The judgment is affirmed.
In this opinion the other judges concurred.
General Statutes § 53a-181 (a) provides in relevant part: “A person is guilty of breach of the peace when, with intent to cause inconvenience, annoyance or alarm, or recklessly creating a risk thereof, he: (1) Engages in fighting or in violent, tumultuous or threatening behavior in a public place; or (2) assaults or strikes another; or (3) threatens to commit any crime against another person or his property; or (4) publicly exhibits, distributes, posts up or advertises any offensive, indecent or abusive matter concerning any person; or (5) in a public place, uses abusive or obscene language or makes an obscene gesture; or (6) creates a public and hazardous or physically offensive condition by any act which he is not licensed or privileged to do . . .
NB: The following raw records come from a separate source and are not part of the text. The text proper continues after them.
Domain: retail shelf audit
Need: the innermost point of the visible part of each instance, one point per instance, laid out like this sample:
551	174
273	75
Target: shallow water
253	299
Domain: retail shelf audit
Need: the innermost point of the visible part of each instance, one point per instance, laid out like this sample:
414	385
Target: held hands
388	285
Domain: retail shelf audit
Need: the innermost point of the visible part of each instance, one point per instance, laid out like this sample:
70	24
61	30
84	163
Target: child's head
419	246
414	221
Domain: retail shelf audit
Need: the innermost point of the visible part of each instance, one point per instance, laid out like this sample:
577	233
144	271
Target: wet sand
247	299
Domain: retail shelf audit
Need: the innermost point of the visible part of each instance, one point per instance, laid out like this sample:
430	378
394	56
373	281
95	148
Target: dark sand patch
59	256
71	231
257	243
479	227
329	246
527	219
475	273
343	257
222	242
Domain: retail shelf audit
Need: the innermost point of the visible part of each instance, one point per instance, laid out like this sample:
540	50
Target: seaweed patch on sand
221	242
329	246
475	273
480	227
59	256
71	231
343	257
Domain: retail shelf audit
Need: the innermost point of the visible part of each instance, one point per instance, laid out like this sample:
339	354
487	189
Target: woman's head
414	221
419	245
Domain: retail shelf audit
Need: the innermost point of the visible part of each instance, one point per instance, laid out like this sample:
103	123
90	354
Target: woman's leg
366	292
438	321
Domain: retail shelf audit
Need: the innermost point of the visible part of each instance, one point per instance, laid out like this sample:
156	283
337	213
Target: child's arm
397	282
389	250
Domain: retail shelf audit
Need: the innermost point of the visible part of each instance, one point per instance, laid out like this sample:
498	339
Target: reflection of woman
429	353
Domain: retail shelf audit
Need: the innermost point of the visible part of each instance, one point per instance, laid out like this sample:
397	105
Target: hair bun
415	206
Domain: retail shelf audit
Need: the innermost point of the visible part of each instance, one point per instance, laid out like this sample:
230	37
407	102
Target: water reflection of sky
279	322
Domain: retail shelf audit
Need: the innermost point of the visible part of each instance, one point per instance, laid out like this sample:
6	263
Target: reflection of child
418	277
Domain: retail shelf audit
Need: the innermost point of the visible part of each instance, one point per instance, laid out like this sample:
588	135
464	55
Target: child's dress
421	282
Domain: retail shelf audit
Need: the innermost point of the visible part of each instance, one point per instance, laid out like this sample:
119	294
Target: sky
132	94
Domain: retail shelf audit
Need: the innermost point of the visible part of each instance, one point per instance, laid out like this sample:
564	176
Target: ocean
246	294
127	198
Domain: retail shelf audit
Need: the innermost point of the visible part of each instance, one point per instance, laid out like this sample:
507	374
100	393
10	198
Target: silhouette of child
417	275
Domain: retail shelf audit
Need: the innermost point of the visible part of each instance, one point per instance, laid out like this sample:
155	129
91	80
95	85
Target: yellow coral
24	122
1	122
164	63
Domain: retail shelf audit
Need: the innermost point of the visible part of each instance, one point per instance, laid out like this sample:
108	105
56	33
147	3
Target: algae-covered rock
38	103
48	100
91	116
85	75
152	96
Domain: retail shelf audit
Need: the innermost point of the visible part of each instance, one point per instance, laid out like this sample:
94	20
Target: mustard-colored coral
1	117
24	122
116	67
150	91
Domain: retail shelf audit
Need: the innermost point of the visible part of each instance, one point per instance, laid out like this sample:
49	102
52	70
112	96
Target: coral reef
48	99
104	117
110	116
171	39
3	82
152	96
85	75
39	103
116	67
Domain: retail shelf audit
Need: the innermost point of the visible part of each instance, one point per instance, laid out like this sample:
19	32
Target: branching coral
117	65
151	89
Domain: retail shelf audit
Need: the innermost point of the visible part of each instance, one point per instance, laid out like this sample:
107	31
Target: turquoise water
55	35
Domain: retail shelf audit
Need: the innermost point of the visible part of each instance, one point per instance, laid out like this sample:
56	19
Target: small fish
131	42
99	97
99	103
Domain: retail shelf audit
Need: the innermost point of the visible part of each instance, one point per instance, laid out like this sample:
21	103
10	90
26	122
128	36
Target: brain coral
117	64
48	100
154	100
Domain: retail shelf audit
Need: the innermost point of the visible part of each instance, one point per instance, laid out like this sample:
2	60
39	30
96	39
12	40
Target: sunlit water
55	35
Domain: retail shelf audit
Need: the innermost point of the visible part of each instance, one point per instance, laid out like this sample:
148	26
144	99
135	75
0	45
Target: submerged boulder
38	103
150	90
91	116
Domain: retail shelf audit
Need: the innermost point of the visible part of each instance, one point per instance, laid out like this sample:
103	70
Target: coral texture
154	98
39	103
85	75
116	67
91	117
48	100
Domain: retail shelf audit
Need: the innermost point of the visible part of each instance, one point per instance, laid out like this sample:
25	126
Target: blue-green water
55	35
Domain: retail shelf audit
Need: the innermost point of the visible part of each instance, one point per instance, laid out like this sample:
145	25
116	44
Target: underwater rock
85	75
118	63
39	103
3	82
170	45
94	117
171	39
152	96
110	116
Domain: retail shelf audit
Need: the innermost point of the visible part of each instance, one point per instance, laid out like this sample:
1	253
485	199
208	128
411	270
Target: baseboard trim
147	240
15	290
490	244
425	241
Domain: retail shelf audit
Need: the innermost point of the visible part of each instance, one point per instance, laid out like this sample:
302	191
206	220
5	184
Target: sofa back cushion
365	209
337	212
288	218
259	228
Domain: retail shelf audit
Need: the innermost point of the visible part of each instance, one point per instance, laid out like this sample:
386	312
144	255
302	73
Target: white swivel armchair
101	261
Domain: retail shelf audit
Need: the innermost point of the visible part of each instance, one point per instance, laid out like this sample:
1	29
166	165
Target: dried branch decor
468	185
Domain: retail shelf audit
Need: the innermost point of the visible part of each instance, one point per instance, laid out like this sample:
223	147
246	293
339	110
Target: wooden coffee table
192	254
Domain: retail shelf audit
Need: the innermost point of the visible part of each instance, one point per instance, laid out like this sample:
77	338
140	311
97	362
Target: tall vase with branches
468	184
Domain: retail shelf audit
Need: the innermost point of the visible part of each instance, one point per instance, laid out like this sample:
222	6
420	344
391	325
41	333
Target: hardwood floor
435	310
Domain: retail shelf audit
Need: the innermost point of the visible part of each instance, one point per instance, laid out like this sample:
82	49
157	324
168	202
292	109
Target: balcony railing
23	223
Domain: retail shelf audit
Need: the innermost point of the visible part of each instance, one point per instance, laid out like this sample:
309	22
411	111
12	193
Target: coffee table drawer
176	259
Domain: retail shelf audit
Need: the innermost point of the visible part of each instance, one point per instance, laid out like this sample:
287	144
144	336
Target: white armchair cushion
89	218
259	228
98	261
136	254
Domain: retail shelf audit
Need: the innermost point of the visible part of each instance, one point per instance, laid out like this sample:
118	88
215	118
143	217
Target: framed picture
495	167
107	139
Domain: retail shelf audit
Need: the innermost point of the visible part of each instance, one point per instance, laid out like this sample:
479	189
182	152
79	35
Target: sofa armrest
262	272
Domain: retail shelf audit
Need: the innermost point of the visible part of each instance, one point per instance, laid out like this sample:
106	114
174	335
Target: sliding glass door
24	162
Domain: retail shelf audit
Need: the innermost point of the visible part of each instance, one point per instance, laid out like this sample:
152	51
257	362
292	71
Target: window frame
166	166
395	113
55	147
The remaining counts in the multicount information are not at issue in this appeal.
Specifically, the defendant claims that there was evidence presented at trial supporting the uncharged theories of culpability for breach of the peace in subdivision (2) of General Statutes § 53a-181 (a) (“assaults or strikes another'’); in subdivision (5) (“in a public place, uses abusive or obscene language or makes an obscene gesture”); and in subdivision (6) (“creates a public and hazardous or physically offensive condition by any act which he is not licensed or privileged to do”). The defendant claims that it is reasonably possible that the court’s instruction misled the jury to convict her on the basis of evidence that supported those theories of culpability.
General Statutes § 53a-181 (a) provides in relevant part: “A person is guilty of breach of the peace when, with intent to cause inconvenience, annoyance or alarm, or recklessly creating a risk thereof, he: (1) Engages in fighting or in violent, tumultuous or threatening behavior in a public place . . . .”
The defendant invokes both the United States constitution and the constitution of the state of Connecticut in support of her claims. She has not, however, provided any independent analysis of the state constitutional claims, and, therefore, we decline to review them. See State v. Davis, 51 Conn. App. 171, 176 n.10, 721 A.2d 146 (1998).
The sixth amendment to the United States constitution provides in relevant part: “In all criminal prosecutions, the accused shall enjoy the right to a speedy and public trial, by an impartial jury of the State and district wherein the crime shall have been committed . . . and to be informed of the nature and cause of the accusation; to be confronted with the witnesses against *114Mm; to have compulsory process for obtaining witnesses in Ms favor, and to have the assistance of counsel for Ms defense.”
The fourteenth amendment to the United States constitution provides in relevant part: “No State shall . . . deprive any person of life, liberty or property, without due process of law . . . .”
In a written statement to the police, the defendant stated that Hickson had punched her, and that she chased him into a diner and threw a sugar shaker at him.